There are other meetings in this field organised by Macro Group UK (a joint interest group of the Royal Society for Chemistry and the Society of Chemical Industry) as well as the Biochemical Society (see for example Protein engineering: new approaches and applications, held in April 2013) and the Institute of Physics, which has some interest groups in this area including the Biological Physics Group which is organising a meeting in April 2014 ‘The Physics of Soft and Biological Matter’ in collaboration with, amongst others, the British Biophysical Society that also has an interest in the area.

Cambridge Research Biochemicals is collaborating with researchers with interests in this area, too. For example, Alberto Saiani in the University of Manchester is an academic member of the BioScent project, a 15 member consortium of academic and industrial partners, including CRB, that aims to develop ‘scaffolds’ to control stem cell recruitment, proliferation and differentiation and enabling angiogenesis for cardiovascular engineered tissues as way of treating cardiovascular disease or the repair of damage caused by myocardial infarction.

Another Cambridge Research Biochemicals collaborator is Steven Cobb of the University of Durham, who is working with CRB on a project to develop synthetic routes to non-commercially available chemokines (see this recent blog entry). However, the Cobb group has a wide range of projects, including developing novel biosensors through dispersal of carbon nanotubes with peptide biomaterials.

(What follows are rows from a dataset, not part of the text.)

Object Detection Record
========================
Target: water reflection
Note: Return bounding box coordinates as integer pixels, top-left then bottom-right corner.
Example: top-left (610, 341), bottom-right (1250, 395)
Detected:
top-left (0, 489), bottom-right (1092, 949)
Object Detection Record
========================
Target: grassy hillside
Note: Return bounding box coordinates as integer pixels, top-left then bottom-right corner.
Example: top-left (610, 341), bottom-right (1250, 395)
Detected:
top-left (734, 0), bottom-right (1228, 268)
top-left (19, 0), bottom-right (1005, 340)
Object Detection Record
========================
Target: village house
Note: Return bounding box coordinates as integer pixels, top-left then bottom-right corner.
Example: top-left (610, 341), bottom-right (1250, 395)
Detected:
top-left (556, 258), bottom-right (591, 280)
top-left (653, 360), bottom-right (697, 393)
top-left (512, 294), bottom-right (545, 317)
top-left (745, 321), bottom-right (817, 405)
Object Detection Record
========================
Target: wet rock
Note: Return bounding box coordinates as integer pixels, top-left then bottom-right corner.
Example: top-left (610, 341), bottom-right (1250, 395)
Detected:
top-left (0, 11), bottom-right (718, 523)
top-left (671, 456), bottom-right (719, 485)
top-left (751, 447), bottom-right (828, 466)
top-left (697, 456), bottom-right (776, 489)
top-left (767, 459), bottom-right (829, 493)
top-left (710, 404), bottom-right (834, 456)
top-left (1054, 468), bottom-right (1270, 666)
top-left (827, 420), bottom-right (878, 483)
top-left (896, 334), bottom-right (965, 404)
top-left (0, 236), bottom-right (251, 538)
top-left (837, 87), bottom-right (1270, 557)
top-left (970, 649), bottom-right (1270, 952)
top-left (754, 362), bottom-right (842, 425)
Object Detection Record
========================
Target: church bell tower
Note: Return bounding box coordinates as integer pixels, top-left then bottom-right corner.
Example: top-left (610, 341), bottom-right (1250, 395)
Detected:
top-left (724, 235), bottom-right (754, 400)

Recently, Cambridge Research Biochemicals sponsored the PPSG Early Stage Researcher Meeting where there was a poster from the group of Elizabeth Bromley in the Dept. of Physics at the University of Durham where they are combining coiled coil peptide designs with other molecular components to devise and produce synthetic motors. Their ‘Tumbleweed’ is a synthetic motor protein with 3 legs designed to walk along a DNA track.

So, for someone with a background in peptide chemistry who has been aware of the potential for biomedical application of peptides over the last 25 years, to find a new and even more exciting area of peptide science was quite a revelation. However, it seems that I am not alone and there must be many opportunities for more interdisciplinary interaction to drive forward this exciting field – one that is full of potential.